From a fawning interview of Madeleine Albright in the current (Sept. 22) issue of Time magazine comes this whopper:

Time interviewer J.F.O. McAllister: “Bush’s foreign policy started as ‘anything but Clinton’ in almost every area – the Middle East, North Korea, China. Now events have pushed it back much closer to your approach. Do you ever succumb to schadenfreude?”

Albright: “No, I’m much too kind and generous a person.”

1. Bush’s foreign policy was never defined by opposition to Clinton, but by Bush’s belief in certain foreign and defense policy principles. One need not be one of Bush’s supporters to realize that Bill Clinton is not the axis around which the world revolves. (100 years from now no one will be referring to a Clintonian foreign policy — unless it evolves as a term for deciding national security issues on the basis of domestic political considerations.) The much more accurate — and politically and psychologically interesting — story is the extent to which George W. Bush’s foreign policy differs from his father’s.

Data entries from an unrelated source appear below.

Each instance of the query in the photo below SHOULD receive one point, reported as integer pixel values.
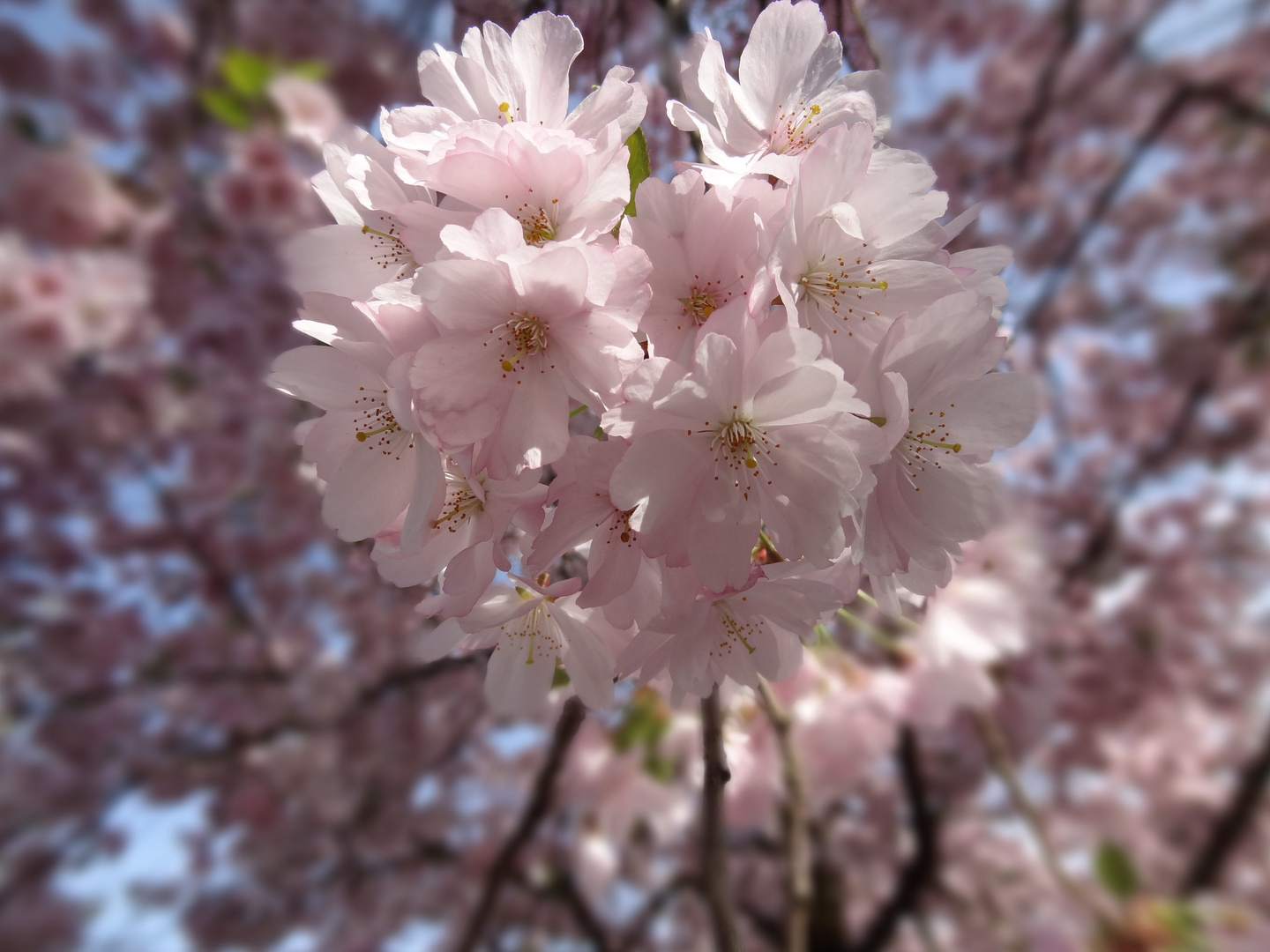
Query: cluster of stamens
(390, 251)
(461, 502)
(620, 524)
(376, 424)
(735, 629)
(925, 443)
(526, 334)
(703, 300)
(537, 224)
(736, 444)
(796, 130)
(831, 287)
(542, 637)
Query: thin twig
(1231, 824)
(653, 908)
(1102, 204)
(534, 811)
(714, 857)
(1169, 111)
(1070, 22)
(923, 866)
(1004, 766)
(798, 848)
(863, 36)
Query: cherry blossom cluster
(790, 381)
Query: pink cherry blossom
(525, 329)
(528, 628)
(788, 94)
(706, 248)
(704, 636)
(934, 492)
(366, 449)
(557, 184)
(758, 430)
(458, 539)
(517, 78)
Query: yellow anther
(369, 230)
(363, 437)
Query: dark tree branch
(1231, 824)
(1169, 111)
(714, 854)
(1163, 117)
(653, 908)
(923, 867)
(534, 811)
(860, 29)
(1070, 22)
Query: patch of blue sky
(54, 26)
(153, 854)
(512, 740)
(427, 791)
(415, 936)
(471, 796)
(319, 557)
(1197, 26)
(133, 501)
(337, 641)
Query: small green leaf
(247, 72)
(639, 165)
(1116, 871)
(225, 107)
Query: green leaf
(1184, 926)
(644, 720)
(247, 72)
(225, 107)
(1116, 871)
(639, 165)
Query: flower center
(525, 333)
(536, 224)
(530, 626)
(735, 629)
(375, 424)
(796, 130)
(461, 502)
(621, 524)
(700, 303)
(926, 444)
(736, 439)
(830, 287)
(389, 250)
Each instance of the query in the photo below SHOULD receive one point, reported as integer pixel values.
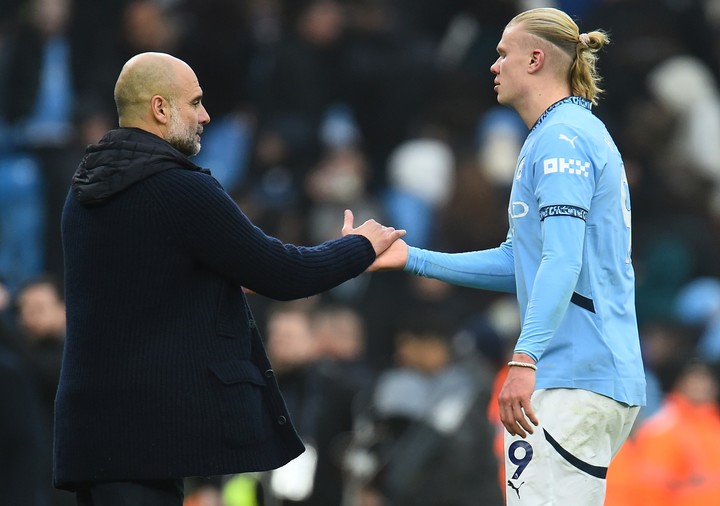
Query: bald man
(164, 374)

2. One wonders what the interviewer was smoking when he said Bush now is using a foreign policy approach closer to Clinton’s. In what way? Throwing money at North Korea to get North Korea to pretend it isn’t building nukes? Believing that Saddam Hussein has WMDs but not caring enough to insist even that UN inspectors be allowed to do their work? Worrying more about polls than about the threat posed by Osama Bin Laden?

A side question: if Bush’s foreign policy has evolved into one like Clinton’s, why were all the Democratic candidates for President so scathingly opposed to it in the debate the other night? Quick answer: Because it hasn’t.

Mercifully, the interview wastes but one page, leading to the Time letters-to-the-editor page. First subject up there: U.S. policy in Iraq. Seven letters against, three in favor.

I guess we should be grateful for the three.